L'appello della Fondazione presieduta da Nino Cartabellotta per una maggiore trasparenza: "E' indifferibile rendere pubblici i criteri per classificare il livello di rischio, anche per evitare continue negoziazioni tra governo e Regioni". E questo perché, si legge nel report settimanale, "parametri e indicatori su cui si basa l’assegnazione dei 'colori' non sono sufficientemente chiari e oggettivi da escludere valutazioni discrezionali"
Alla vigilia dell’entrata in vigore del nuovo Dpcm, la Fondazione Gimbe ha fatto un appello perché siano “resi disponibili tutti i dati dell’epidemia” e in particolare quelli su cui si decidono “i colori dal assegnare alle Regioni“. La richiesta si inserisce in un clima di forte tensione tra il governo e gli enti locali, poche ore prima che entrino in vigore le restrizioni per le zone rosse, gialle e arancioni.

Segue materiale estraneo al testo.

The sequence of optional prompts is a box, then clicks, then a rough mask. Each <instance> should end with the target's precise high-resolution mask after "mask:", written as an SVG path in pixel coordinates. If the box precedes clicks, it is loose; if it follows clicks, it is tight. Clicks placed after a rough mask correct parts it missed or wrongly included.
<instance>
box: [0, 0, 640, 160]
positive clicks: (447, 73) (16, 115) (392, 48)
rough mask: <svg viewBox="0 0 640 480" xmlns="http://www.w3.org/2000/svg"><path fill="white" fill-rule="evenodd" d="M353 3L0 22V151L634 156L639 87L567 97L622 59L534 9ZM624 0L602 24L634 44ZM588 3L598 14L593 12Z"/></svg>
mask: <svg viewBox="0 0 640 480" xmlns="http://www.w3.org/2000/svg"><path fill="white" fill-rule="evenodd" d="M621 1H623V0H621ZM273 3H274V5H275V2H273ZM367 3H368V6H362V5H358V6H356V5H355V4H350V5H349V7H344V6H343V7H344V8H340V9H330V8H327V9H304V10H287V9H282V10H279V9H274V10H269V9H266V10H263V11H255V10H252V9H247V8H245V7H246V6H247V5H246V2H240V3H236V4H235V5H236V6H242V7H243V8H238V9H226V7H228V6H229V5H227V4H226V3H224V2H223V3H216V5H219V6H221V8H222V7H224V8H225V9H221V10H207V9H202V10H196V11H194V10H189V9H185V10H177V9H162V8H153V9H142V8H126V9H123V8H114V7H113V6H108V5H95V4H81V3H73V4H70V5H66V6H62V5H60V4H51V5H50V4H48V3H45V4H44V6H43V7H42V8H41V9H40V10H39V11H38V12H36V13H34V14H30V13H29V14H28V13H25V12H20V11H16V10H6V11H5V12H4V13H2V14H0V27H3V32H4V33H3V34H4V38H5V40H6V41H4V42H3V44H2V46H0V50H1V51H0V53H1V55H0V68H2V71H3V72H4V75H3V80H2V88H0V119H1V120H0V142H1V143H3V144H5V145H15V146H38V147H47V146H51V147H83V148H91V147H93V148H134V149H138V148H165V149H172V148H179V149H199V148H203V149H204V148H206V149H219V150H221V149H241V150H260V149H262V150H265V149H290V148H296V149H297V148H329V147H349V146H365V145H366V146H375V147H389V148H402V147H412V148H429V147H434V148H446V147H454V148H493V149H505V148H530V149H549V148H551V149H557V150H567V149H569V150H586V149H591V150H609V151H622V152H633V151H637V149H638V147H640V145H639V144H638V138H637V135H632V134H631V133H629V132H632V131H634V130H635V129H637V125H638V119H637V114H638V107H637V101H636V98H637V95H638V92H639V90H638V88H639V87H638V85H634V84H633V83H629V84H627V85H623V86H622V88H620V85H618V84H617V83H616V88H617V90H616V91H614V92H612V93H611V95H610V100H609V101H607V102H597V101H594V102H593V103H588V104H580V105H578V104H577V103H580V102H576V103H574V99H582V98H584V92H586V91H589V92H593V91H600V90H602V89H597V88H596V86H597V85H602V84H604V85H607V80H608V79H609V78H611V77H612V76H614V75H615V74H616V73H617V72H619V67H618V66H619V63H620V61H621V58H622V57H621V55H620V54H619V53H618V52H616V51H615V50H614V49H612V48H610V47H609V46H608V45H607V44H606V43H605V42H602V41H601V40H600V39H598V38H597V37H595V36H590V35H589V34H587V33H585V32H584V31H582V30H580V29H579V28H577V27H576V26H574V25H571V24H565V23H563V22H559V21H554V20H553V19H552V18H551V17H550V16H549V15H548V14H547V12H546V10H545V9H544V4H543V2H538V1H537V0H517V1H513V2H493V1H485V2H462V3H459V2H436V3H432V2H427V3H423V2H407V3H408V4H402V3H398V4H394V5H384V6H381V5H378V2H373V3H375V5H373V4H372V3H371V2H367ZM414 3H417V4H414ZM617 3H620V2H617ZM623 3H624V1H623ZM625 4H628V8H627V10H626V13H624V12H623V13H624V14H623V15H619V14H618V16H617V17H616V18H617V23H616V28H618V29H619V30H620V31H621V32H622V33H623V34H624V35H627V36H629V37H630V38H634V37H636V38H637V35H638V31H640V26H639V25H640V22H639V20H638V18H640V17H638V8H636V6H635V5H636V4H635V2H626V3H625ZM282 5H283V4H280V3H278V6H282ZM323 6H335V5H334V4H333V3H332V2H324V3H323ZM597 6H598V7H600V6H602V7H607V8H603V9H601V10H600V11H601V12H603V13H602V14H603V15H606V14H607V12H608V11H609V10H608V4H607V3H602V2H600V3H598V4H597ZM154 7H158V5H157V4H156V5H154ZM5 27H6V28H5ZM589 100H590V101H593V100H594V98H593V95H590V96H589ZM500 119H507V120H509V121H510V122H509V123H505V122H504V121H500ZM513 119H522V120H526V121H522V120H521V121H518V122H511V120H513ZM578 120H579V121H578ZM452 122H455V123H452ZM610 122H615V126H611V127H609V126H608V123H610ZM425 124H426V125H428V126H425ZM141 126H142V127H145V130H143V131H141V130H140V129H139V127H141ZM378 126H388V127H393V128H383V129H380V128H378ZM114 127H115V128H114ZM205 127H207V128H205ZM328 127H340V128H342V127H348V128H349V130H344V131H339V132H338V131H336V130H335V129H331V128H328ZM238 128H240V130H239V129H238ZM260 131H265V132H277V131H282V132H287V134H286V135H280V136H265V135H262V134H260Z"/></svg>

“Nella settimana 28 ottobre-3 novembre”, si legge sempre nel report settimanale della Fondazione, “si conferma l’incremento di oltre il 60% dei casi positivi che si riflette sul numero dei pazienti ricoverati con sintomi e in terapia intensiva, portando gli ospedali verso la saturazione. Il numero di decessi nell’ultima settimana ha superato i 1.700, con un trend che, con una settimana di ritardo, ricalca di fatto le altre curve mentre l’ulteriore incremento del rapporto positivi/casi testati, prossimo al 24%, certifica il crollo dell’argine territoriale del testing & tracing. La situazione nazionale rimane invece molto eterogenea con notevoli variabilità regionali”.
Il presidente Nino Cartabellotta , come già aveva fatto il 4 novembre audito dal Parlamento, ha chiesto quindi di “rendere disponibili tutti i dati dell’epidemia, soprattutto quelli che informano i colori da assegnare alle Regioni” sottolineando la “mancanza nei Dpcm di una strategia a lungo termine condivisa tra governo e Regioni”. “L’introduzione di misure proporzionate a differenti livelli di rischio regionale”, ha aggiunto, “è totalmente condivisibile, anzi, ove necessario, bisognerebbe agire con misure più restrittive a livello di Provincia o Comune. Ma è indifferibile rendere pubblici i criteri per classificare il livello di rischio, anche per evitare continue negoziazioni tra governo e Regioni”.
Sul fronte del monitoraggio 28 ottobre-3 novembre, l’incremento esponenziale nel trend dei nuovi casi (195.051 contro i 130.329), in parte per l’aumento dei casi testati (817.717 contro i precedenti 722.570), ma soprattutto per l’ulteriore incremento del rapporto positivi/casi testati (23,9% contro il 18%). Crescono del 63,9% i casi attualmente positivi (418.142 contro 255.090) e, sul fronte degli ospedali, si rileva un ulteriore aumento dei pazienti ricoverati con sintomi (21.114 contro 13.955) e in terapia intensiva (2.225 rispetto ai 1.411 precedenti). Incrementano del 72% i decessi (1.712 contro 995).
Secondo Cartabellotta, “parametri e indicatori su cui si basa l’assegnazione dei ‘colori’ non sono sufficientemente chiari e oggettivi da escludere valutazioni discrezionali, rischiando che il meccanismo delle chiusure e riaperture, lungi dall’essere automatizzato, richieda sempre e comunque un passaggio politico con le Regioni, come peraltro previsto dallo stesso Dpcm che stabilisce che le ordinanze del Ministro della Salute siano emanate d’intesa con il presidente della Regione interessata”. “Solo per il report giornaliero dei casi di Covid-19 – aggiunge – i dati sono disponibili in formato open. Al contrario, per il sistema di sorveglianza nazionale integrata disponiamo solo dei report settimanali dell’Istituto Superiore di Sanità con dati in forma aggregata. Mai resi pubblici neppure i report sugli indicatori di monitoraggio della fase 2 della Cabina di Regia, utilizzati per guidare le misure restrittive».
Da qui la richiesta del Gimbe di includere nel report giornaliero del ministero della Salute il numero di contagi per Comune; rendere accessibile il database nazionale di sorveglianza integrata dell’Iss in formato open data; rendere pubblici tutti i report dei 21 indicatori stabiliti dal decreto ministeriale del 30 aprile 2020 utilizzati per il monitoraggio della fase 2, rendendo altresì accessibile il database in formato open data; rendere espliciti e riproducibili i criteri per l’attribuzione del livello di rischio stabiliti dagli articoli 2 e 3 del Dpcm del 3 novembre 2020. Punto quest’ultimo, secondo il Gimbe, “particolarmente rilevante che determina per le Regioni l’assegnazione dei tre colori, corrispondenti a livelli differenziati di misure restrittive”.